Vestindo saia e camisa bege, com uma estola de pele marrom-clara e sem os famosos óculos escuros, Anna tem andar firme e mostra-se animada para falar de moda. Simpática, contida e incisiva, reconhece que o início da década foi “inexpressivo” e garante que as modelos vão estar em alta no ano que vem. Leia a seguir os principais trechos da entrevista.
Com André Léon Telley, o melhor amigo e consultor de todas as horas, a editora chega a uma festa no Metropolitan de Nova York
Vogue Brasil
Vogue: Nos tempos de Chanel e Schiaparelli, a moda era criada de cima para baixo — elas tiravam ideias de suas próprias cabeças —, enquanto hoje estilistas buscam inspiração nas ruas e em brechós. O que acha dessa evolução?

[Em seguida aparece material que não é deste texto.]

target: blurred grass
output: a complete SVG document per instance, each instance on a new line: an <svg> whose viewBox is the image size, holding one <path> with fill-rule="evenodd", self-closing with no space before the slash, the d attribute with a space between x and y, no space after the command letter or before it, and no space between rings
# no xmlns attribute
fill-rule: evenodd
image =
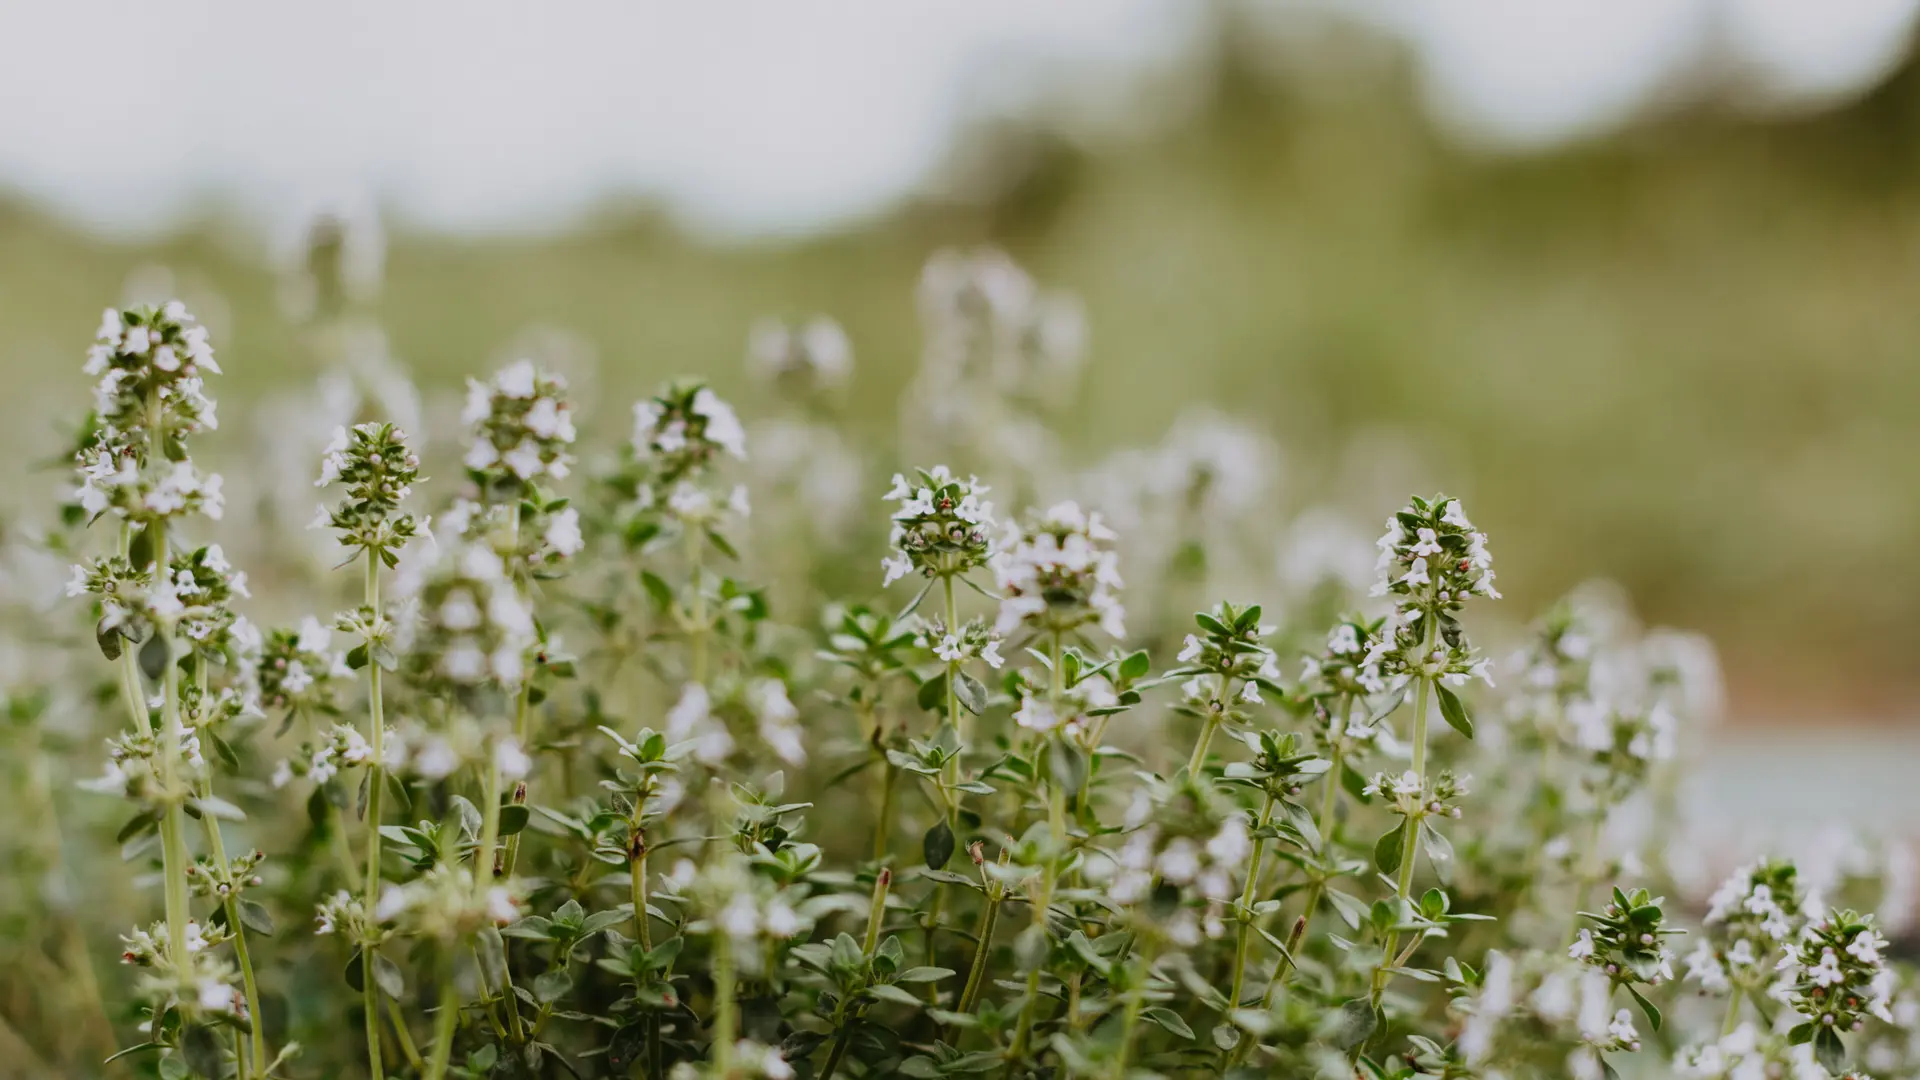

Anna Wintour: Coco Chanel estava criando para uma cliente muito diferente do que, digamos, Karl (Lagerfeld) para a marca hoje. Naquela época, o público era formado por mulheres com dinheiro, que poderiam ou não trabalhar. Ela foi uma das primeiras mulheres que realmente tentou criar para a mulher que trabalhava. Elas vinham de uma faixa da sociedade muito definida, com regras mais rígidas, enquanto hoje a moda e a maneira como as pessoas se vestem é muito mais diversificada. Isso tem a ver não só com as mudanças de papel da mulher na história, mas também com o crescimento da atenção que a moda vem ganhando na televisão e outras formas de mídia. Os estilistas buscam hoje a influência das ruas, da música e do cinema, as heroínas deles, as pessoas que eles querem vestir, vêm de todos os lugares, enquanto, antes, era apenas a mulher da sociedade.
Vogue: A Vogue americana e a moda do país foram influenciadas fortemente por eventos históricos, como a Segunda Guerra Mundial. Qual seria um contraponto similar nos últimos anos?
Anna Wintour: O que vimos nos últimos tempos foi uma quebra total de regras. Fico pensando que a época em que todas as mulheres gostariam de se vestir como Jackie Kennedy ficou para trás. O que vemos hoje é um statement muito mais pessoal, mais individual. Acho que as garotas de hoje em dia têm como heroínas gente como Britney Spears, Madonna ou Gwyneth Paltrow. Vivemos uma era influenciada pelas celebridades.
Vogue: Como ver essa mudança de interesses pelos ícones fashion ao longo dos anos? É possível comparar o momento atual com a época em que a Vogue passou a incorporar a Vanity Fair, quando houve uma explosão de celebridades nas páginas da revista?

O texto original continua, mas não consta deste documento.